Grove to Acquire Two Tunisian Blocks

Grove Energy Limited agreed to acquire two exploration permits in Tunisia - the 6,720 square kilometer Kerkouane offshore block and the 2,428 square kilometer Chorbane onshore block.

Substantial work has been undertaken on the Permits and a number of exciting prospects have been identified.

The offshore-onshore Kerkouane block is contiguous with Grove's 100 per cent owned Pantelleria permits. Together, they represent an area of more than 8,000 square kilometers of world-class hydrocarbon acreage. The Kerkouane block includes the Dougga gas condensate discovery that was made by Shell in the early 1980's.

Chorbane is an onshore block in Tunisia's south eastern coastal area and contains two leads which are adjacent to the Sid el Kilani oil field and on trend with the Miskar and Hasdrubal gas field.

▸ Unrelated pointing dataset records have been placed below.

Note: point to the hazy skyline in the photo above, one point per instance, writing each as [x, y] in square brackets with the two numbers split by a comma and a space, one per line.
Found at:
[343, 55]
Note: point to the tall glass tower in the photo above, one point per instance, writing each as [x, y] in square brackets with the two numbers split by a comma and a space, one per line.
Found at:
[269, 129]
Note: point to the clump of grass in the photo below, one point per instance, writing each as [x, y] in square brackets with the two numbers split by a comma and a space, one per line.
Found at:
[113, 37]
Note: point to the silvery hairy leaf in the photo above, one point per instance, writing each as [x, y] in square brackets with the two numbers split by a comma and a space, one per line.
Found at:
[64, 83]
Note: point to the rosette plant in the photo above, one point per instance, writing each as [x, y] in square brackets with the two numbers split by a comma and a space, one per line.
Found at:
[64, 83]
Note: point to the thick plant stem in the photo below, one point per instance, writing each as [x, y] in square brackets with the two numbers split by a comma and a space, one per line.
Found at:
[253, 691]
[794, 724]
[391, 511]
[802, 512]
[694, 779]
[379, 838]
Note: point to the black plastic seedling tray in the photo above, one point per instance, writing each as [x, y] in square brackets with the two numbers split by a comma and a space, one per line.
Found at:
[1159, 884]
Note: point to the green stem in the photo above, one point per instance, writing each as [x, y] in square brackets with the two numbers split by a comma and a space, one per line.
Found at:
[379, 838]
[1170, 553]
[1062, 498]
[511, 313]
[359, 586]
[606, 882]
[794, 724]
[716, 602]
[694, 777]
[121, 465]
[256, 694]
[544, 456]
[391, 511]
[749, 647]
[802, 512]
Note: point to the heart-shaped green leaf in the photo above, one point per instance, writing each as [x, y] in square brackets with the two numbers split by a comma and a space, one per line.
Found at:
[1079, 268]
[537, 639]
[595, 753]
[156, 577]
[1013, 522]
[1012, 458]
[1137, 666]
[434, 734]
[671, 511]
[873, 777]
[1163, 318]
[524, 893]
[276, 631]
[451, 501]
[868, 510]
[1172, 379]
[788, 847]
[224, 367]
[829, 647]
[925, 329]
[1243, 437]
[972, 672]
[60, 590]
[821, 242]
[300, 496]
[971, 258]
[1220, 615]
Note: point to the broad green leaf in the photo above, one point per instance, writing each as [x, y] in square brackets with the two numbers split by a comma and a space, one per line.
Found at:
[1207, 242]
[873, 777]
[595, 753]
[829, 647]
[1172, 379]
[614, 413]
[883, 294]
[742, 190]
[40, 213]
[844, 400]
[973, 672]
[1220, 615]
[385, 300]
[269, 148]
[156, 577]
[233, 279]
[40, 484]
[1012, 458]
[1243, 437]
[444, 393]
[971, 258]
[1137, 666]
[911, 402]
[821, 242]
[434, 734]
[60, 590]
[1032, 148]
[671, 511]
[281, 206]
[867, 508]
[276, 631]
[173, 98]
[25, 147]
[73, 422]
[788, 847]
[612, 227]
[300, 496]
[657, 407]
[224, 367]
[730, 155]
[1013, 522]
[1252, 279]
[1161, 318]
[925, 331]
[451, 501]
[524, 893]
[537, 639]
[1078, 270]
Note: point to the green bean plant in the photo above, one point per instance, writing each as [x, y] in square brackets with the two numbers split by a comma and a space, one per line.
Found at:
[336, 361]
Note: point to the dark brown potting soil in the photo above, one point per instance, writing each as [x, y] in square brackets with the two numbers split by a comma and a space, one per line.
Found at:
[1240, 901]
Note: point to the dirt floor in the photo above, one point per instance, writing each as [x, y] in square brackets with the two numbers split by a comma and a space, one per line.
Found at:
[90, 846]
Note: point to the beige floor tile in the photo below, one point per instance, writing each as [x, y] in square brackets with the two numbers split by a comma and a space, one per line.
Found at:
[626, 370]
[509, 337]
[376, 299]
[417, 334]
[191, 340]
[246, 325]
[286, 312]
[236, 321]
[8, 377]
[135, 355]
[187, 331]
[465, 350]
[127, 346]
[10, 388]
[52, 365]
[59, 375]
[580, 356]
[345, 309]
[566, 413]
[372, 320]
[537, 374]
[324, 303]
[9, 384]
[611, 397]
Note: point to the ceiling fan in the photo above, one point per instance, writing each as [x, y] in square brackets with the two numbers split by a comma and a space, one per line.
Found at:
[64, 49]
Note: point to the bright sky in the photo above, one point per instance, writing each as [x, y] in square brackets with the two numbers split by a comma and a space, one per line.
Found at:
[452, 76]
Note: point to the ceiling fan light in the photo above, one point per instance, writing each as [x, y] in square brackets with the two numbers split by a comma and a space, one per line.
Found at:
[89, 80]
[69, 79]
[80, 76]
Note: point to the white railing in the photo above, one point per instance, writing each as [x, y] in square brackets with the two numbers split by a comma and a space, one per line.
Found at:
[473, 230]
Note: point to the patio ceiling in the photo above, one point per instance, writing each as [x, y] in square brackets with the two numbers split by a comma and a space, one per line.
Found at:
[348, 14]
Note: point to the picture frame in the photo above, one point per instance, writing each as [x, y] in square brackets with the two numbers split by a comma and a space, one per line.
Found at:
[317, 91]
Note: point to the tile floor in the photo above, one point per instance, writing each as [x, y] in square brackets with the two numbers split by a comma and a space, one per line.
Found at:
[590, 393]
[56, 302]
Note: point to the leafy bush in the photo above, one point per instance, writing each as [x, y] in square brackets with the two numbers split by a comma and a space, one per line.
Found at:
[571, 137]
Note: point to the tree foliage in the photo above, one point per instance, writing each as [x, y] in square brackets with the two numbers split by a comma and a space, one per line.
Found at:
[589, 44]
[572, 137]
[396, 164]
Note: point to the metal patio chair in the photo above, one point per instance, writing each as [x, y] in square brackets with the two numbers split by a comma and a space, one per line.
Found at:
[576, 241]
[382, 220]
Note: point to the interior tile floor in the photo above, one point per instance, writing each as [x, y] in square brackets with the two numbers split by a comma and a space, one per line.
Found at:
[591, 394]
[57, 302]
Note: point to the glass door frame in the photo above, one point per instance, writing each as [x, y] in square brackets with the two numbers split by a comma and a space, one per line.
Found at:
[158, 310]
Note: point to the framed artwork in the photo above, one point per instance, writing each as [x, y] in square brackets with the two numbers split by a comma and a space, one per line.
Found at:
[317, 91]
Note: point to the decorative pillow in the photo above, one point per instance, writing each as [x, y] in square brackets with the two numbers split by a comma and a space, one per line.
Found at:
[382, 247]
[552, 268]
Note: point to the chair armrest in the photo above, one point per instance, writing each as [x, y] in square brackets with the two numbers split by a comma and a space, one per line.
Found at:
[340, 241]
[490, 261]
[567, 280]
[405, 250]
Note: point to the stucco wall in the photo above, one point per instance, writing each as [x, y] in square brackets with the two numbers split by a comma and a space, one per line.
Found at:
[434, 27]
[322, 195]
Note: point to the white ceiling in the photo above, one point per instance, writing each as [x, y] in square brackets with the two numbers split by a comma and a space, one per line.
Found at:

The Permits are to be acquired from Anschutz Overseas Tunisia Corporation ("Anschutz"), a private Colorado company, under a binding purchase and sale agreement which is subject to standard conditions precedent to final closing. Closing is expected shortly upon receipt of documentation from the Tunisian authorities. Formal approval of the arrangement between Anschutz and Grove by the Tunisian Department of Energy and the extension of the work programme is expected shortly. The Permits are supported by a substantial exploration data base built up by Anschutz over the years.

During the life of the Permits, Grove must drill one well within the offshore Kerkouane block and acquire 250 kilometers of 2D seismic over the onshore Chorbane block. Upon completion of these obligations, the Permits will be converted into a production concession and an exploration permit respectively. Grove's partner under the Permits will be Enterprise Tunisienne d'Activités Petrolieres ("ETAP").

As surety for this work programme Grove will provide the Tunisian authorities with a bond which shall be released as work is carried out under the work programmes. Terms of the bond are currently being negotiated. Under the terms of the contracts with ETAP and the Tunisian Government, Grove will not pay income taxes, customs duties or value added tax on oil and gas equipment and is entitled to recover all of its capital and operating costs and share of profit based on a formula that favours Grove during the cost recovery period.

Glenn Whiddon, Chief Executive Officer, stated: "Over the past six months we have pursued the Permits firstly to secure control over what we believe to be very prospective acreage, and secondly to expand our position in the region. Tunisia's geology and its fiscal and permitting regimes make it one of the best places to explore for and produce oil and gas in North Africa."